Thrombopoietin (TPO) regulates megakaryocytopoiesis and platelet production in vivo and in vitro. Exogenous overexpression of TPO in vivo by viral-mediated gene transfer induced bone marrow (BM) fibrosis and osteosclerosis. On the other hand, transgenic mice (Tg) overexpressing TPO using a liver-specific apolipoprotein E (Apo-E) promoter did not exhibit myelofibrosis or osteosclerosis. These discrepancies in phenotype are not fully understood. Then we have investigated the consequences of long-term in vivo overexpression of TPO in a mouse model. Murine TPO Tg mice driven by the IgH promoter were generated.
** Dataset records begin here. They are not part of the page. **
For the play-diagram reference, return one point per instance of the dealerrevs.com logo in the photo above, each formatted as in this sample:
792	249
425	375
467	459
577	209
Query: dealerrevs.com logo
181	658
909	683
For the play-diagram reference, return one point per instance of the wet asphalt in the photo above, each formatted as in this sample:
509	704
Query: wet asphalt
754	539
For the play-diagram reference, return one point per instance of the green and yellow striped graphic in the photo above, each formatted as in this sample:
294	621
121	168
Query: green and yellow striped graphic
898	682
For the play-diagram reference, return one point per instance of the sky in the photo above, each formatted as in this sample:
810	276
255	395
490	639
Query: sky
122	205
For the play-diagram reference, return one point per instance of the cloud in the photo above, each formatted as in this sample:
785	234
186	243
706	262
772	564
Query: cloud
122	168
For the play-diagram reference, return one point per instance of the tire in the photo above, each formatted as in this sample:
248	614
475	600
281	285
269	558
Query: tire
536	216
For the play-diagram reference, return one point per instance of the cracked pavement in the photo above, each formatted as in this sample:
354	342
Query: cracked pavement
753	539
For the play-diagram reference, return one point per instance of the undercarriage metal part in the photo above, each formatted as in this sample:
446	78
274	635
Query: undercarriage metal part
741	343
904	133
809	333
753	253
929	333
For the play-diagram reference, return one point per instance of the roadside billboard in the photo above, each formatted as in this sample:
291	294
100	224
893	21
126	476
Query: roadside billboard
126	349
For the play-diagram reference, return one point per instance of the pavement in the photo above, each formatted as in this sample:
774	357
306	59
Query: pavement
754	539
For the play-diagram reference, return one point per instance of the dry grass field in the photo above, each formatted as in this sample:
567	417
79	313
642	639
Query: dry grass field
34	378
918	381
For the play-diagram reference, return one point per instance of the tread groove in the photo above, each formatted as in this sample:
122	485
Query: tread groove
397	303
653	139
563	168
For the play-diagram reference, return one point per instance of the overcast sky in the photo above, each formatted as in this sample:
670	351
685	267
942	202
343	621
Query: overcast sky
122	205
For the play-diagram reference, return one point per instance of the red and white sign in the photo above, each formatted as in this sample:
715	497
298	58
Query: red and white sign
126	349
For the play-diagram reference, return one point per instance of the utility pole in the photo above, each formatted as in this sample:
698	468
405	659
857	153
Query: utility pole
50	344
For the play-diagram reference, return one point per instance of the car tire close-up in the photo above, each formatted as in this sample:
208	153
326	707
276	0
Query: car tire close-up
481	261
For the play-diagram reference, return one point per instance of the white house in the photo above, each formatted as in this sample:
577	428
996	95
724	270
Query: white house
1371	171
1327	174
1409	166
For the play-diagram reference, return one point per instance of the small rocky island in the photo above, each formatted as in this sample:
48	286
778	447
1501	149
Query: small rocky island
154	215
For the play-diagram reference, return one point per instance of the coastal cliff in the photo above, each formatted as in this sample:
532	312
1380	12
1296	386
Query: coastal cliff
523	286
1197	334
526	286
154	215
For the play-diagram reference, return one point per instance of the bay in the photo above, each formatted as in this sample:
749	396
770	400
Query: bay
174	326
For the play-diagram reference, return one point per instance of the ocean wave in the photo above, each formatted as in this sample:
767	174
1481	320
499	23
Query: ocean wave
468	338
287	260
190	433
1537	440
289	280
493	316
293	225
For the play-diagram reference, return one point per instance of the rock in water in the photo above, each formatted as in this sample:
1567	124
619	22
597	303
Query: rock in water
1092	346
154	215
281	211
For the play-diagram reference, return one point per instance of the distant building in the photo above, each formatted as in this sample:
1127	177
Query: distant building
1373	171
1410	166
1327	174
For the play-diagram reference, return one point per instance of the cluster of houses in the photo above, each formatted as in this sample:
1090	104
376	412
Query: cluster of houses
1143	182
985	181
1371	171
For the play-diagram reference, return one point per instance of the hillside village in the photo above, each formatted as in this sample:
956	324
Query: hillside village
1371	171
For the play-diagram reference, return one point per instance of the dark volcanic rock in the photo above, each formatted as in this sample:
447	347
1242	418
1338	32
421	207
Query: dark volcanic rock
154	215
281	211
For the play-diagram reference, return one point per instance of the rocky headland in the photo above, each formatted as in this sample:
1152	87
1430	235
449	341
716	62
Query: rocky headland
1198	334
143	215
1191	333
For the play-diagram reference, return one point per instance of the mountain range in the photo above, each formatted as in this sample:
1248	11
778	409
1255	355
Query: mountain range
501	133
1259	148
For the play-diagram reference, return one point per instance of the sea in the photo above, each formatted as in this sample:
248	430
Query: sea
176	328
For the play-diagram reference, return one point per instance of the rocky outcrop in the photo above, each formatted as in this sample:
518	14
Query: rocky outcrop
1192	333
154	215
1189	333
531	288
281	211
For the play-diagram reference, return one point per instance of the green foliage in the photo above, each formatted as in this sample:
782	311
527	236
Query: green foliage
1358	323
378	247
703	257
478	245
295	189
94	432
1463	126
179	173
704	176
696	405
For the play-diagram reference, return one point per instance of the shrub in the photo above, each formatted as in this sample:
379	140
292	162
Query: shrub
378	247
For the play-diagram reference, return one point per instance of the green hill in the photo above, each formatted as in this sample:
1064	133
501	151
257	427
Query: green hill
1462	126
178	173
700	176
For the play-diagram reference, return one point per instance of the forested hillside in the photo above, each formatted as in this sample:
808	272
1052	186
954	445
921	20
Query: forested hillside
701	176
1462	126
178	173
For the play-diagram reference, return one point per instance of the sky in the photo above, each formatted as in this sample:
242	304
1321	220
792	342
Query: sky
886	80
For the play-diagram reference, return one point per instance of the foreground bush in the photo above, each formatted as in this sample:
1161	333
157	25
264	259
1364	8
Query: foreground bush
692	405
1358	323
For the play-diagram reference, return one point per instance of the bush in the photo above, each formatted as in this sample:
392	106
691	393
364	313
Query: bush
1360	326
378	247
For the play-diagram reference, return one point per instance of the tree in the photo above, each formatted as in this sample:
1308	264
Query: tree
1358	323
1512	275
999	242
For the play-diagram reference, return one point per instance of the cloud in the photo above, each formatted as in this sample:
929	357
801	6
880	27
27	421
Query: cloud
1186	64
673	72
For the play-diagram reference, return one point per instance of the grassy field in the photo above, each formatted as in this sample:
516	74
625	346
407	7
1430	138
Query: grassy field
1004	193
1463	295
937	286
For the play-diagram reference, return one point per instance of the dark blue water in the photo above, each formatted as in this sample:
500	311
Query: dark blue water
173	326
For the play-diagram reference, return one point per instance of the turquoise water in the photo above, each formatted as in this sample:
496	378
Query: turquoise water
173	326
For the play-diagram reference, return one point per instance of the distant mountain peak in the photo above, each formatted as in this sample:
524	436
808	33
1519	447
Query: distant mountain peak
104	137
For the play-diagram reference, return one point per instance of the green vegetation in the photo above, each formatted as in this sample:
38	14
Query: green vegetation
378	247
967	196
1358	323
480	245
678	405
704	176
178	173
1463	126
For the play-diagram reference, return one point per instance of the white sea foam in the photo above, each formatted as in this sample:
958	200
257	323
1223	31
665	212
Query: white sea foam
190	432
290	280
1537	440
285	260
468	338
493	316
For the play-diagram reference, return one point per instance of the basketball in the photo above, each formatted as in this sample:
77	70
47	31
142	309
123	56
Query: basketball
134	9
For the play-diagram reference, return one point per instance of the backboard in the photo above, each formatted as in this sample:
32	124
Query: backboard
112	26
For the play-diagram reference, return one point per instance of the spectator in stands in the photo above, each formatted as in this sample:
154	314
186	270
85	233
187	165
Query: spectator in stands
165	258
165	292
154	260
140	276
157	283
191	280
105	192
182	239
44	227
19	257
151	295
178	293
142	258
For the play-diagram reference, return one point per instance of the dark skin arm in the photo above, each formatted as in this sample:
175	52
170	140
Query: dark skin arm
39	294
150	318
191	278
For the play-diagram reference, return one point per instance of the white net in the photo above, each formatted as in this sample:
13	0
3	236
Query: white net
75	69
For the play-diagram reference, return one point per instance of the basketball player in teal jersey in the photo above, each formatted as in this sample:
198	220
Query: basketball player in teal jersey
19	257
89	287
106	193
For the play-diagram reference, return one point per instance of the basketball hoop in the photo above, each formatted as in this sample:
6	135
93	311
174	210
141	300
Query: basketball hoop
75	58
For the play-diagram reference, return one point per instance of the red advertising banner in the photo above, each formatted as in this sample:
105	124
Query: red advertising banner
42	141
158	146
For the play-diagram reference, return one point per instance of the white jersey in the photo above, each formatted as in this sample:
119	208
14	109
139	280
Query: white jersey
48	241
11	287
The number of platelets and neutrophils in peripheral blood, and the number of megakaryocytes and granulocytic immature cells in the BM was elevated, together with the number of progenitor cells for megakaryocyte and myeloid cells. TPO Tg mice demonstrated anemia but the number of progenitor cells for the erythrocyte was increased. TPO Tg mice developed myelofibrosis and osteosclerosis as they aged with extramedullary hematopoiesis in the spleen. As plasma transforming growth factors (TGF)-beta1 and osteoprotegerin (OPG) levels were higher in TPO Tg mice than in wild-type mice, the development of myelofibrosis and osteosclerosis depends on local TPO levels in BM and might be due to elevated TGF-beta1 and OPG.